Background: Loss-of-function mutations in SLC12A3 coding for the thiazide-sensitive NaCl cotransporter (NCC) cause Gitelman's syndrome (GS), a recessively inherited salt-losing tubulopathy. Most GS patients are compound heterozygous. However, up to 30% of GS patients carry only a single mutant allele, and a normal SLC12A3 screening is also observed in a small subset of patients. Locus heterogeneity could explain the lack of detection of mutant SLC12A3 alleles in GS patients. The renal phenotype of the parvalbumin knockout mice pointed to PVALB as a candidate gene for GS for SLC12A3-negative cases.
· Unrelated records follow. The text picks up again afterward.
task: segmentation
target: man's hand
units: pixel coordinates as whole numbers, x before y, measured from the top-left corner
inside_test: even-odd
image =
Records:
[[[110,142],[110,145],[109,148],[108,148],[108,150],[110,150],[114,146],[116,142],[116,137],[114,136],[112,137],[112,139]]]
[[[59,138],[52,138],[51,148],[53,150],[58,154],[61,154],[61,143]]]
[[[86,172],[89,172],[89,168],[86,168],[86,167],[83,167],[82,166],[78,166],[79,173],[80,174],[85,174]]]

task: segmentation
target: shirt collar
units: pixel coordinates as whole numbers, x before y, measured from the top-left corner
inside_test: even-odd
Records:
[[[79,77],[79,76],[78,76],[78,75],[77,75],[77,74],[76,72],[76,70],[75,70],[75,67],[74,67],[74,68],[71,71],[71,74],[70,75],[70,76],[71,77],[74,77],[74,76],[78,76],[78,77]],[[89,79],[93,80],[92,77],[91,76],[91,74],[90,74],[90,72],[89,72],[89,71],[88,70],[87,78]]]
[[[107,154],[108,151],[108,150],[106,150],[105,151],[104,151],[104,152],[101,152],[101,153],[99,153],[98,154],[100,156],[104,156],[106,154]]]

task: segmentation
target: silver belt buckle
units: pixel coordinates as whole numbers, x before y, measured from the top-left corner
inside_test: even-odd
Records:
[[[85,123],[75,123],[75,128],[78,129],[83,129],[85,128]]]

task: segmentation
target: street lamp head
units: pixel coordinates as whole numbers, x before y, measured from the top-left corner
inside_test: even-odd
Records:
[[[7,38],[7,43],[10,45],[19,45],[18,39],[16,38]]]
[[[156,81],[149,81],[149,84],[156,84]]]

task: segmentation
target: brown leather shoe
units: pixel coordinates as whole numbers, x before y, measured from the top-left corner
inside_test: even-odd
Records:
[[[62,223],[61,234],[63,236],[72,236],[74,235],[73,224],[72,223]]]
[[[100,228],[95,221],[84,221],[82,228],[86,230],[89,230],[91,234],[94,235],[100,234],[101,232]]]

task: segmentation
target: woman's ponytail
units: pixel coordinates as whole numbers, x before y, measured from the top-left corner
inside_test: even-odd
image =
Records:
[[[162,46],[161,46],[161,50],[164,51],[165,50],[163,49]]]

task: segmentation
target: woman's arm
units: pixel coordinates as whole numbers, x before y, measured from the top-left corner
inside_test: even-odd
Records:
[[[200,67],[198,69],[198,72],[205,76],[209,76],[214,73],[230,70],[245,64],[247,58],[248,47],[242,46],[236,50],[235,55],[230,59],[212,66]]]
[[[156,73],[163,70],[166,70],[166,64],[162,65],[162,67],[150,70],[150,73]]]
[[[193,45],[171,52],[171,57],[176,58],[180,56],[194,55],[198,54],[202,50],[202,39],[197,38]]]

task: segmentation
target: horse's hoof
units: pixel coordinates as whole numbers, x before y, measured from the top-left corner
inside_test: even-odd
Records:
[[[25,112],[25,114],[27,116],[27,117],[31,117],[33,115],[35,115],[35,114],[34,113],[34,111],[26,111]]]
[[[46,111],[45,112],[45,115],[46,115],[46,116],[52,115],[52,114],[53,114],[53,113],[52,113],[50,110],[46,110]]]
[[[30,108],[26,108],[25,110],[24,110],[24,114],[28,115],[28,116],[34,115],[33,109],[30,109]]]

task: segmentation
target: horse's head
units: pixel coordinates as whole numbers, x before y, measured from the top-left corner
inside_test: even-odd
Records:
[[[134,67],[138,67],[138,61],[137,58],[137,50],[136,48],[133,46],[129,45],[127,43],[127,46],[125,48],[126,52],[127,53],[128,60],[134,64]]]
Methods: PCR and direct sequencing of PVALB was performed in 132 GS patients in whom only one or no (N = 79) mutant SLC12A3 allele was found. The possible interference of biallelic SNPs (single nucleotide polymorphisms) on normal transcription or normal splicing was investigated. Genotyping of 110 anonymous blood donors was performed to determine the allelic frequency in the normal population.
Results: No sequence variants resulting in amino acid substitution or truncated protein within the PVALB gene were found in the 264 chromosomes tested. Ten biallelic SNPs, including six novel polymorphisms, were identified: five in the 5' UTR, none of them affecting predicted regulatory elements; three in the coding region, without alteration of the consensus splice sites, and two in the 3' UTR. The observed allelic frequencies did not differ significantly between GS patients and controls.
Conclusion: Our results strongly suggest that mutations in the PVALB gene are not involved in GS patients who harbour a single or no mutant SLC12A3 allele.